Factor 1 is the dependent variable in the first multiple regression (see Appendix VII). The adjusted R square is 0,068, so 6,8% of the variance can be explained by the independent variables. But the model as a whole is not significant (F=1,808; p>0,05). Factor 2 is the dependent variable in the second multiple regression (see Appendix VIII). The adjusted R square is 0,063, which means that 6,3% of the variance can be explained by the independent variables. Autonomy (t=1,861) has almost a significant positive effect with a p-value of 0,072. But also this model as a whole is not significant (F=1,808; p>0,05). So, the multiple regressions did not found any significant relationship with respect to both factors.

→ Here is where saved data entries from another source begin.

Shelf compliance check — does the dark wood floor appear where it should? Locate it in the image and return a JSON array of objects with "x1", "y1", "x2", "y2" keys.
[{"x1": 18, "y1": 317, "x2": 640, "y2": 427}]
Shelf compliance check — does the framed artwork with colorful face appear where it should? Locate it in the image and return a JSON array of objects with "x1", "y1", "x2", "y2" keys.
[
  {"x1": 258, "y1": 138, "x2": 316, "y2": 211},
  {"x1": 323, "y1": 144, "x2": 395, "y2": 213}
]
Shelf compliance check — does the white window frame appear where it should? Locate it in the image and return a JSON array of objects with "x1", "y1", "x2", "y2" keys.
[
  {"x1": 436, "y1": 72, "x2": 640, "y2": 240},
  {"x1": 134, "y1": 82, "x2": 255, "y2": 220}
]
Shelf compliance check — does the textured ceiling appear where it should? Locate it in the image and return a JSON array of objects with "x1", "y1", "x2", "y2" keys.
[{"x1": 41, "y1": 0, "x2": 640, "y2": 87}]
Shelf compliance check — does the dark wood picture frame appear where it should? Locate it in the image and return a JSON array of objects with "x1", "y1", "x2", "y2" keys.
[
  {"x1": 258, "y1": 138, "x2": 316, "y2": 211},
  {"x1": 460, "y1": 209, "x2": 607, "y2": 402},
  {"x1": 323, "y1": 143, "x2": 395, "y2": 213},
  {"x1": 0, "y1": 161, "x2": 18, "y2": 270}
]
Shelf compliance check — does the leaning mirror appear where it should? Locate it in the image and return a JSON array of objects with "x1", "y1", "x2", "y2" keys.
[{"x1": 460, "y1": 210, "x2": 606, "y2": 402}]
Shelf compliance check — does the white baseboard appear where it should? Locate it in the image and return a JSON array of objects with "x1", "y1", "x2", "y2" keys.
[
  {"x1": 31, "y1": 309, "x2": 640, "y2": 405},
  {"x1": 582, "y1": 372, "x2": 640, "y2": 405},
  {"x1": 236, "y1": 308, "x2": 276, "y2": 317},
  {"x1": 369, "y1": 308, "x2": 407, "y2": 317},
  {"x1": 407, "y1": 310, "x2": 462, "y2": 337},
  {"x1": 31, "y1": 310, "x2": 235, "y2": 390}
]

4.4 CONCLUSION OF THE RESULTS

No significant relationships were found between the independent variables and external and internal initiatives. Therefore, all four hypotheses should be rejected. Also the additional factor analysis has not led to new significant relationships. Despite the fact that two factors were found which determine 56,3% of the total variance in initiatives, no significant relationships between the independent variables and both factors were found.

5. DISCUSSION

In this section, the findings of the empirical results are discussed and compared to existing literature. First, a discussion of the findings is provided including an answer to the main question. Then, the limitations of the study are discussed followed by some directions for future research.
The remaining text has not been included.